= Buddy Sheffield =

American writer, producer and composer

Morris Taylor "Buddy" Sheffield is an American comedy writer, producer and composer.
==Career==
He is best known as Emmy-nominated head writer on Fox TV's breakthrough sketch comedy series, In Living Color, having written such favorites as "Homey Claus", "Homeboy Shopping Network", "This Old Box" and "Men on Books". Sheffield, who is white and was raised in the rural south, won an NAACP Image Award for his work on the show. Prior to that he had spent 10 years writing for dozens of performers ranging from Dolly Parton to the Smothers Brothers.

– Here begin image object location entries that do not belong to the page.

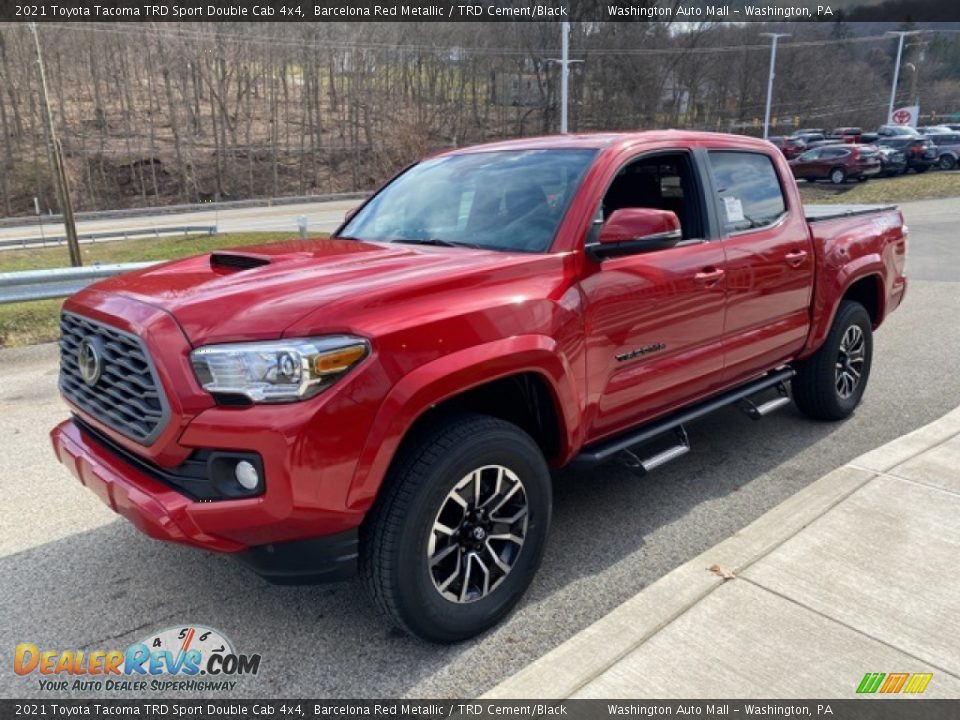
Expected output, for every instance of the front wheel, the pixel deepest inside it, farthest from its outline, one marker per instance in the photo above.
(829, 384)
(459, 530)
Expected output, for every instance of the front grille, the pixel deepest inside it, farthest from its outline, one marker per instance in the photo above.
(124, 394)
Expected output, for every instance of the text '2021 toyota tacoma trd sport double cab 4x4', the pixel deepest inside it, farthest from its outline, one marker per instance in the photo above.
(394, 398)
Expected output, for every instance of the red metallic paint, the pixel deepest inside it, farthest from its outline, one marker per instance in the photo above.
(443, 320)
(632, 223)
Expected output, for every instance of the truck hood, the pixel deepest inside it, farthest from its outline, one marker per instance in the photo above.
(256, 293)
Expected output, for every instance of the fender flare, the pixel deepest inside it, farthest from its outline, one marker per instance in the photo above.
(828, 303)
(449, 376)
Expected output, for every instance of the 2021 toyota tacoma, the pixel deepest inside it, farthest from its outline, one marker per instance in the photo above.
(394, 397)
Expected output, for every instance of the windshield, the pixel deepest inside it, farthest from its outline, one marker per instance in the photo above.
(501, 200)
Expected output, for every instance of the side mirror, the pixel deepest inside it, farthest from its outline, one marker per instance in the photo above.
(636, 230)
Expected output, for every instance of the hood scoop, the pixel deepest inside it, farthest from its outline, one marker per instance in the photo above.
(237, 261)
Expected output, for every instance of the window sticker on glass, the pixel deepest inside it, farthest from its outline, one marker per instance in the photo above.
(734, 209)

Sheffield co-created the teen hit Roundhouse on Nickelodeon in the 1990s, often cited as revolutionary for its frenetically paced staging and sophisticated satire involving real teen issues. Roundhouse was shot in real-time before a live audience and was described by one critic as "like seeing all the high points of a smash Broadway show in half an hour." Sheffield created the show with his former wife, Rita Hester, with whom he had founded a children's theatre company when they were students at The University of Southern Mississippi. That venture, Sheffield Ensemble Theatre, lasted 13 years and had become the number one touring children's theatre in the country prior to going bankrupt as a major contractor to the failed New Orleans World's Fair. Sheffield paid off his cast and crew and moved to Los Angeles. His years in live theatre are apparent in "Roundhouse" and all his work. In 2016 Nick began rerunning episodes of Roundhouse.

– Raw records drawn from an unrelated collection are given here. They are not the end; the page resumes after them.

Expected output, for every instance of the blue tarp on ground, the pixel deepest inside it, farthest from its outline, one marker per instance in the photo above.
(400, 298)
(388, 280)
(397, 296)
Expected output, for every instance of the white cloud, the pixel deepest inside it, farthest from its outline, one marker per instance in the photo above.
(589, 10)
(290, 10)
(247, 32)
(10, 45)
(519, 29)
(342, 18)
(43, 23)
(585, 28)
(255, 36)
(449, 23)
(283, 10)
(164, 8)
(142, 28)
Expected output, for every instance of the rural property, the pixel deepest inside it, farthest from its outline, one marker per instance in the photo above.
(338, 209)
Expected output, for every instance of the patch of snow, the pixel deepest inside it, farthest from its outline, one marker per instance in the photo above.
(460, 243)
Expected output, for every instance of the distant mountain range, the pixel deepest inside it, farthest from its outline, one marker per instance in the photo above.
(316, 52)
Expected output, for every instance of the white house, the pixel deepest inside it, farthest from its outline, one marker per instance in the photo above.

In 1982, his musical Cleavage, for which he had written book, music and lyrics, opened on Broadway. Though it had been playing successfully in New Orleans, it closed after one performance. One day after it closed it received a favorable review from the New York Times.

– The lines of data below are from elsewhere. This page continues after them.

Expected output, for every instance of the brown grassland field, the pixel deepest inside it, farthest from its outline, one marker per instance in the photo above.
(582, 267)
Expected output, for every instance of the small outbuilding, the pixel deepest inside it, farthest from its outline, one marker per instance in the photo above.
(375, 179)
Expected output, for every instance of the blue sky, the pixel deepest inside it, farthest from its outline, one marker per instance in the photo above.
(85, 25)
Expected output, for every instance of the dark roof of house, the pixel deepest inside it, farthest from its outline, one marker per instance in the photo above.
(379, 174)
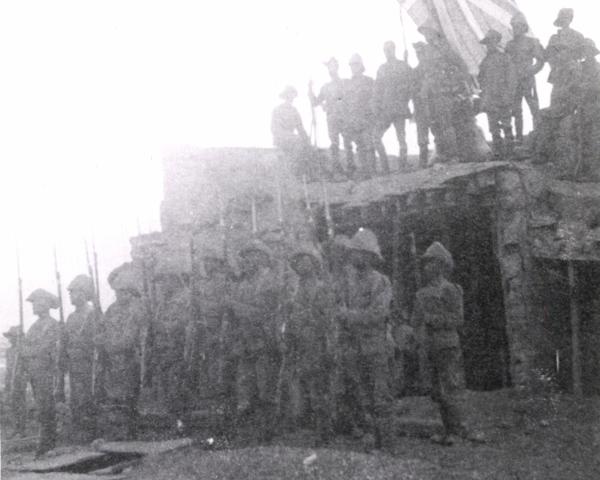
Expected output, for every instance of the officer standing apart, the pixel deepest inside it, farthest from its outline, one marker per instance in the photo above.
(40, 357)
(437, 316)
(498, 84)
(365, 343)
(79, 346)
(331, 98)
(392, 94)
(527, 55)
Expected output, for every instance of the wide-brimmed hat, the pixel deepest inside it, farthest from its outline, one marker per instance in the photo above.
(366, 241)
(41, 295)
(289, 93)
(492, 37)
(519, 19)
(437, 251)
(564, 18)
(84, 284)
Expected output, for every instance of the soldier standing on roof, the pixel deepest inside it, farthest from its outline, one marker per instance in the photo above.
(331, 97)
(40, 356)
(289, 133)
(15, 384)
(307, 337)
(254, 304)
(497, 81)
(121, 342)
(527, 55)
(437, 315)
(392, 94)
(79, 347)
(365, 343)
(359, 114)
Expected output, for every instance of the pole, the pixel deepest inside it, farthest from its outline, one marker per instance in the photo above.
(60, 373)
(576, 357)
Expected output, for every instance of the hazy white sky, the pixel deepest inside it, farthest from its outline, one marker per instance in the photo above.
(90, 91)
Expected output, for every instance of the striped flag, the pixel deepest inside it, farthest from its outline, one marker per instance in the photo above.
(464, 23)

Sheffield again targeted Broadway with a musical send-up of Rodgers and Hammerstein's Oklahoma! called IDAHO! for which he also wrote book, music and lyrics (with additional music and arrangements by long-time friend and collaborator Keith Thompson). IDAHO! premiered at the New York Musical Theatre Festival winning several awards including the "Best of Fest" Audience Prize for best-received show. In July 2016 IDAHO! was presented on the main stage at the magnificent Smith Center in Las Vegas.

==Disney lawsuit==
In 2007, Sheffield sued Disney for breach of implied contract over a musical sitcom called "Rock and Roland" that he pitched to the Disney Channel in late 2001. Sheffield's detailed pitch was about a junior high kid with a widowed parent who is a regular kid by day and secretly a pop superstar by night. The lawsuit claims that Disney executives showed great interest, requested more material, passed on the project and then misappropriated it. Disney went on to produce the show under the name Hannah Montana. An August 26, 2008 court date was set in Los Angeles Superior Court, but prior to that date the case was quietly settled.